Personal information
- Full name: Judy Wills
- Born: 1948 (age 77–78)

Sport
- Sport: Trampoline

Medal record
Women's trampoline gymnastics
Representing the United States
World Championships
| Gold medal – first place | 1964 London | Trampoline, individual |
| Gold medal – first place | 1965 London | Trampoline, individual |
| Gold medal – first place | 1965 London | Tumbling |
| Gold medal – first place | 1966 Tulsa | Synchronized trampoline |
| Gold medal – first place | 1966 Tulsa | Trampoline, individual |
| Gold medal – first place | 1966 Tulsa | Tumbling |
| Gold medal – first place | 1967 London | Synchronized trampoline |
| Gold medal – first place | 1967 London | Trampoline, individual |
| Gold medal – first place | 1968 Amersfoort | Trampoline, individual |

= Judy Wills Cline =

American trampoline gymnast

Judy Wills Cline (born 1948) is a retired American trampoline gymnast and acrobat. Between 1964 and 1968, she won ten world titles in the trampoline, synchronized trampoline, and tumbling. She was the first world champion in these events and the only athlete to win the world championships in both trampoline and tumbling. She is listed in the Guinness Book of Records for winning most world individual titles in trampoline (5); and for performing most bounding whips (26), bounding fulls (16) and bounding double-fulls (8), all accomplished on a firm floor. She won 38 national titles in the trampoline, tumbling, vault, and floor exercise. In 1993, she was inducted to the U.S. Gymnastics Hall of Fame.

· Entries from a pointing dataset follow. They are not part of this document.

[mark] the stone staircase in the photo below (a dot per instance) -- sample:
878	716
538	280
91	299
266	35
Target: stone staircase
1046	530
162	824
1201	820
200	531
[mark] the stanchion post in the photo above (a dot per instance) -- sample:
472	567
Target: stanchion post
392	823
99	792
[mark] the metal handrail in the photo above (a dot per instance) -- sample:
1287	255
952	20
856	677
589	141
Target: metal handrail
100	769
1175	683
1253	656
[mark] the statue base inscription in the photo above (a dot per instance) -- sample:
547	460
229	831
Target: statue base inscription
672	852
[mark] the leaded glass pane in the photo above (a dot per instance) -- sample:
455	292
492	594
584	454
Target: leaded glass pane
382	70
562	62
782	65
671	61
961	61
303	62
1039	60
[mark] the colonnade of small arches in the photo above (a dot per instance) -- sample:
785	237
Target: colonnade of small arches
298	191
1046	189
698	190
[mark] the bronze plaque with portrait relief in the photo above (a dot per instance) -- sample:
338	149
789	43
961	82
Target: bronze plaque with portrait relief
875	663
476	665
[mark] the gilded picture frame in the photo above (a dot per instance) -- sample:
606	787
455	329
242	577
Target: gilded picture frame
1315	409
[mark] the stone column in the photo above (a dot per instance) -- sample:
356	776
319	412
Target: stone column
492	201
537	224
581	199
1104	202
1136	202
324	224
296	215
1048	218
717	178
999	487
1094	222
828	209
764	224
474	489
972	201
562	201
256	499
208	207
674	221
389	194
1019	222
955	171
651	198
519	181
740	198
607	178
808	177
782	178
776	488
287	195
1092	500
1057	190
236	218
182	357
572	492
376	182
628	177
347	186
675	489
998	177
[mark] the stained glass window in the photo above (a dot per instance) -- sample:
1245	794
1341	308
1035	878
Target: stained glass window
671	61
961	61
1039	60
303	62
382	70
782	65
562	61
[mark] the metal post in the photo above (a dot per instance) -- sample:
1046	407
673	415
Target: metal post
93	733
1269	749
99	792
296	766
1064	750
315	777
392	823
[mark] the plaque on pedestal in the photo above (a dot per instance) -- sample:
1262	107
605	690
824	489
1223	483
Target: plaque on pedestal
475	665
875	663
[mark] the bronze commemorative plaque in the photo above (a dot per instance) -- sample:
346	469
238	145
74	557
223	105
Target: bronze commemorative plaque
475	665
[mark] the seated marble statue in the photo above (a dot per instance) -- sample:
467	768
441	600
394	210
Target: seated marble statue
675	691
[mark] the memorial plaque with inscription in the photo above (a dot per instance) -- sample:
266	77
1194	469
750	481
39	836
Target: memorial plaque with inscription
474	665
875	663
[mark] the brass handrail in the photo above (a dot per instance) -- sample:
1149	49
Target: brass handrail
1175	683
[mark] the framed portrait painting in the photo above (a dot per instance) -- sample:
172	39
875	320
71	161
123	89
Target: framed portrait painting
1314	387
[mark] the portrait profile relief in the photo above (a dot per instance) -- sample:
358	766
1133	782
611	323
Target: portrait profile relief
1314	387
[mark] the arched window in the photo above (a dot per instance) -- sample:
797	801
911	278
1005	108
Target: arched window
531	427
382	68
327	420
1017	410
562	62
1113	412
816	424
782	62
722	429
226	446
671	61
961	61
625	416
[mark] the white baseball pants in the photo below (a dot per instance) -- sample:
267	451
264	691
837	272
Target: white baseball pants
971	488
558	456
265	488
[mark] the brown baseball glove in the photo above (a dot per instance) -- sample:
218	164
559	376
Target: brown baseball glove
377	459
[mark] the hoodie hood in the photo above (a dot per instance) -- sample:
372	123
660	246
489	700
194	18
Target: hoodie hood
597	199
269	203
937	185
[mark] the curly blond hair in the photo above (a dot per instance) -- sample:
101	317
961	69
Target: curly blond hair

After retirement from competitions, she was head coach of the U.S. trampoline and tumbling teams at several world championships and world cups. Between 1998 and 2000, she acted as National Coaching Coordinator for the Trampoline and Tumbling Program. She worked as a coach in Las Vegas for at least 27 years. She is married to Jerry Cline. They have a son Michael, a gymnast studying at the United States Air Force Academy.